Patricia started farming to help cover her family’s expenses because her teaching salary was not sufficient.

Patricia, a busy single parent, teacher and farmer in southwest Guyana, uses the shadehouse provided by an FAO Climate-Smart project to supplement her teaching income and meet the needs of her family. ©FAO

27/01/2021

Managing a farm is hard. Being a single parent is hard. Being a full-time teacher is hard. Being a farmer, single parent and teacher is “off the charts” as Patricia Persaud puts it, but she says that being busy brings her balance and consoles her, keeping her from the stress caused by separating with her husband: “I am stress-free, active and financially stable,” she exclaims.

Patricia started farming to help cover her family’s expenses because her teaching salary was not sufficient. Every weekday morning from 6:30 am to 8:00 am, evenings from 5:00 pm, and on weekends and holidays, she and her sons tend to their cash crops of pak choi, okra, pepper, cucumber and cabbage.
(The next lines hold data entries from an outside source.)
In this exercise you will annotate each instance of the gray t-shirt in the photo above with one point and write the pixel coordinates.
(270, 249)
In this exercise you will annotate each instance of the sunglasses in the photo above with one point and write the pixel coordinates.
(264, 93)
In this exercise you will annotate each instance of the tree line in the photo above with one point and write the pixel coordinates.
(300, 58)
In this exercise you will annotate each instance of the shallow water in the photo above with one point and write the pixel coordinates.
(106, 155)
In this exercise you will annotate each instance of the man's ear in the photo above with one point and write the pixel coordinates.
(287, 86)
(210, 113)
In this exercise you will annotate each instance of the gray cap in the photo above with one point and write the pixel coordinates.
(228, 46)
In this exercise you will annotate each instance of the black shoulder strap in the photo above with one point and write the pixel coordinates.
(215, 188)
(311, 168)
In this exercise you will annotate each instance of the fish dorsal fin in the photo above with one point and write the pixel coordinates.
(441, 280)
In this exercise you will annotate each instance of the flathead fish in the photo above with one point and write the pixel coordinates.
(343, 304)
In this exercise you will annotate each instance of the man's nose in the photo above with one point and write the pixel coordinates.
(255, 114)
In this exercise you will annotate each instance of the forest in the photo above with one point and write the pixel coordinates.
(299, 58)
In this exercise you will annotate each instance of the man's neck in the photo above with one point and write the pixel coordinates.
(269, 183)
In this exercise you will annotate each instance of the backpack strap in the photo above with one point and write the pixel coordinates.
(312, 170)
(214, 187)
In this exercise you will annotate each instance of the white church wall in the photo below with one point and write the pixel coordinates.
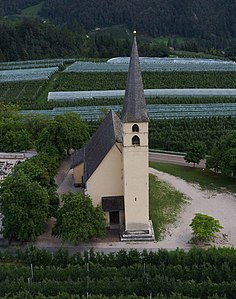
(107, 179)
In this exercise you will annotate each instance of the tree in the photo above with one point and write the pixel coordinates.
(205, 227)
(195, 152)
(223, 155)
(77, 219)
(25, 206)
(62, 133)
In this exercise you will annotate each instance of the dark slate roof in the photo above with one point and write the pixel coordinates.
(77, 157)
(134, 109)
(113, 203)
(108, 133)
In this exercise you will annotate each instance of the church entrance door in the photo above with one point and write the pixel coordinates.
(114, 218)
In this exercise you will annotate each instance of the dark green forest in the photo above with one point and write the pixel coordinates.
(61, 28)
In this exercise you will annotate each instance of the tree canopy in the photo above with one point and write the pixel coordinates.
(78, 220)
(223, 155)
(195, 152)
(25, 206)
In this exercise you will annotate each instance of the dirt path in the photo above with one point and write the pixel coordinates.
(221, 206)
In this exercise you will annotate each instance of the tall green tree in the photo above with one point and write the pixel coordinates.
(62, 133)
(25, 206)
(196, 151)
(78, 219)
(223, 155)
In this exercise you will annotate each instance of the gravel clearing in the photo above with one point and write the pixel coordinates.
(221, 206)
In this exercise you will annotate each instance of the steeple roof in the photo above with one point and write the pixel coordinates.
(134, 108)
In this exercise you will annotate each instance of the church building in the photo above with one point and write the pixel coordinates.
(113, 166)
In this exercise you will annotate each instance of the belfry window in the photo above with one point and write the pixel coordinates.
(135, 128)
(135, 140)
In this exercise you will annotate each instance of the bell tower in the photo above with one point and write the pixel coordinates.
(135, 120)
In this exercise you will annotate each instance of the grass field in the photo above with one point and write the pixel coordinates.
(165, 203)
(206, 179)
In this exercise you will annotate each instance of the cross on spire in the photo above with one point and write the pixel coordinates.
(134, 108)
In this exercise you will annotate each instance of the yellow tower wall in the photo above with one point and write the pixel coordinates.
(136, 182)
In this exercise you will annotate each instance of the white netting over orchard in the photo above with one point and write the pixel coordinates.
(96, 94)
(152, 64)
(155, 111)
(27, 74)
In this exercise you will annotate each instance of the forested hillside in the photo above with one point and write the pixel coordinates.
(214, 19)
(211, 21)
(8, 7)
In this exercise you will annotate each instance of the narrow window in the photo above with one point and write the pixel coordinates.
(135, 128)
(135, 140)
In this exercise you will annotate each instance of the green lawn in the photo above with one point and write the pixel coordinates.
(165, 203)
(205, 178)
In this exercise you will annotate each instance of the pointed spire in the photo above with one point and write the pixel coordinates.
(134, 108)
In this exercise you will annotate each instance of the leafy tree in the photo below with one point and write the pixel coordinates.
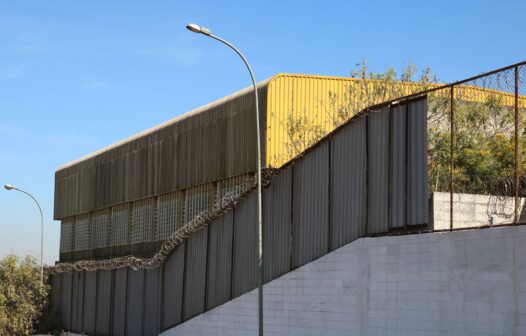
(484, 123)
(22, 296)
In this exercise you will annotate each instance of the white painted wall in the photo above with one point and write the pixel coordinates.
(460, 283)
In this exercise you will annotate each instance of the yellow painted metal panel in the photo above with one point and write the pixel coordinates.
(303, 108)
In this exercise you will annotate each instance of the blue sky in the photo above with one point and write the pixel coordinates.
(76, 76)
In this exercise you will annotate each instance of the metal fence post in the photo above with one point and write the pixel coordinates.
(452, 158)
(516, 145)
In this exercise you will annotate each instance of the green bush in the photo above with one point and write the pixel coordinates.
(22, 296)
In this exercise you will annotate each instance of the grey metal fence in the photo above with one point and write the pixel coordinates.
(417, 163)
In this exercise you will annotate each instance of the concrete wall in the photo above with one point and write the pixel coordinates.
(456, 283)
(474, 210)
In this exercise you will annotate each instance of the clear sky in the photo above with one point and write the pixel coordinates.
(76, 76)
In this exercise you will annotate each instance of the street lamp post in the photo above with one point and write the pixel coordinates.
(202, 30)
(11, 187)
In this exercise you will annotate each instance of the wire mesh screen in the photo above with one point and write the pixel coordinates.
(143, 221)
(169, 214)
(233, 186)
(484, 153)
(120, 220)
(198, 199)
(66, 234)
(82, 232)
(100, 222)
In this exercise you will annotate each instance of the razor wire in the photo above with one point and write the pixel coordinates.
(201, 220)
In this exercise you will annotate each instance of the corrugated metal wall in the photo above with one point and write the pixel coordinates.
(320, 202)
(119, 301)
(417, 184)
(348, 184)
(90, 302)
(66, 309)
(219, 262)
(173, 278)
(135, 302)
(277, 234)
(310, 205)
(195, 274)
(152, 292)
(398, 166)
(378, 171)
(244, 267)
(183, 152)
(104, 299)
(77, 301)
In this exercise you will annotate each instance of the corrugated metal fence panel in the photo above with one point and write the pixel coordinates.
(195, 274)
(65, 300)
(418, 205)
(135, 302)
(90, 302)
(398, 162)
(194, 143)
(219, 268)
(277, 200)
(77, 302)
(310, 210)
(55, 281)
(119, 301)
(152, 314)
(348, 188)
(173, 277)
(378, 171)
(244, 267)
(103, 311)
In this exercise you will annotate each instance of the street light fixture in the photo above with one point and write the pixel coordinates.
(12, 187)
(207, 32)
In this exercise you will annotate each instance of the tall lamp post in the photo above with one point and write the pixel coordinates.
(11, 187)
(207, 32)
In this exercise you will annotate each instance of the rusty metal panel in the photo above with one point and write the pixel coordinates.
(398, 162)
(418, 196)
(66, 280)
(152, 314)
(310, 205)
(103, 310)
(90, 300)
(277, 200)
(173, 277)
(378, 171)
(119, 301)
(135, 302)
(219, 262)
(348, 188)
(77, 302)
(244, 267)
(186, 151)
(195, 274)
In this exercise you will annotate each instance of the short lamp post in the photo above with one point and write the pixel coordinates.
(11, 187)
(202, 30)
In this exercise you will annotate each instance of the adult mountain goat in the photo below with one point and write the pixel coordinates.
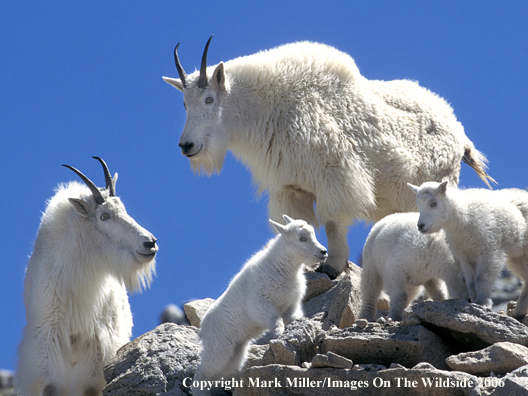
(312, 130)
(88, 251)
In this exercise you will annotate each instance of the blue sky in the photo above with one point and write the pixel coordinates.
(83, 79)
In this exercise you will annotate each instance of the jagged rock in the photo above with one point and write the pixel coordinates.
(196, 310)
(296, 345)
(499, 358)
(513, 384)
(155, 362)
(331, 360)
(340, 305)
(472, 325)
(173, 314)
(280, 380)
(317, 283)
(406, 345)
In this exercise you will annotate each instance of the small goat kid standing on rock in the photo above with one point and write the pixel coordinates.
(484, 229)
(88, 251)
(265, 294)
(399, 259)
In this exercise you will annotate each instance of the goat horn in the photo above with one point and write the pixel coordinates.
(99, 199)
(110, 186)
(181, 72)
(202, 82)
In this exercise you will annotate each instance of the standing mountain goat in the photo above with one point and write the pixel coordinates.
(399, 259)
(484, 229)
(88, 251)
(313, 130)
(265, 294)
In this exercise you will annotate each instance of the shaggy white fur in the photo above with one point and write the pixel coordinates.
(85, 257)
(399, 259)
(315, 132)
(484, 229)
(265, 294)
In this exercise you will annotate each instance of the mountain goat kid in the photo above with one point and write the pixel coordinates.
(88, 251)
(313, 130)
(399, 259)
(484, 229)
(265, 294)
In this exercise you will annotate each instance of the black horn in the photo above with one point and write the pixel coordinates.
(181, 72)
(202, 82)
(110, 185)
(99, 199)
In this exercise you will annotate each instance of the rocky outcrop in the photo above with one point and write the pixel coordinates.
(449, 348)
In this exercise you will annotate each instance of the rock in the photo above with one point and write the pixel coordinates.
(296, 345)
(471, 325)
(331, 360)
(173, 314)
(317, 283)
(155, 362)
(340, 305)
(499, 358)
(196, 310)
(280, 380)
(407, 345)
(513, 384)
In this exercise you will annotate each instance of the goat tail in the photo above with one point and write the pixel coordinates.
(477, 161)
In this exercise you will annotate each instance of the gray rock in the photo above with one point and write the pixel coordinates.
(317, 283)
(196, 310)
(173, 314)
(331, 360)
(340, 305)
(154, 363)
(499, 358)
(513, 384)
(406, 345)
(293, 380)
(472, 325)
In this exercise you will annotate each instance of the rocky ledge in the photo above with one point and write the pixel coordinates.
(448, 348)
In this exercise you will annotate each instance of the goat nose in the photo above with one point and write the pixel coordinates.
(150, 244)
(186, 147)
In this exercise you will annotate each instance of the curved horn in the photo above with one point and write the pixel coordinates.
(110, 186)
(202, 82)
(99, 199)
(181, 72)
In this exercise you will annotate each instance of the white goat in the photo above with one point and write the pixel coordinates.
(484, 229)
(265, 294)
(313, 130)
(399, 259)
(88, 251)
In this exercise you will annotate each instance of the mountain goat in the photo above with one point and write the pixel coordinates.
(484, 229)
(88, 251)
(399, 259)
(313, 130)
(265, 294)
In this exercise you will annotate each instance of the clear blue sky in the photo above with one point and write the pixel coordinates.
(82, 79)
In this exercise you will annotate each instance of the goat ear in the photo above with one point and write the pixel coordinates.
(175, 82)
(81, 206)
(413, 188)
(219, 77)
(287, 218)
(278, 227)
(442, 188)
Patricia lives in Parika Back, a rural community in the southwest part of the country where most people come from a long line of farmers and depend on small-scale farming for their livelihoods. It is a place where people have close ties to farming life or, as people in Guyana put it, ‘farming deh in me blood’.

In the late 1980s, the population in Parika Back was small, the roads were undeveloped and food crops were cultivated only to meet household needs. But when they improved the main road in 2018, access to markets became easier, which encouraged the expansion of small-scale farming in the area.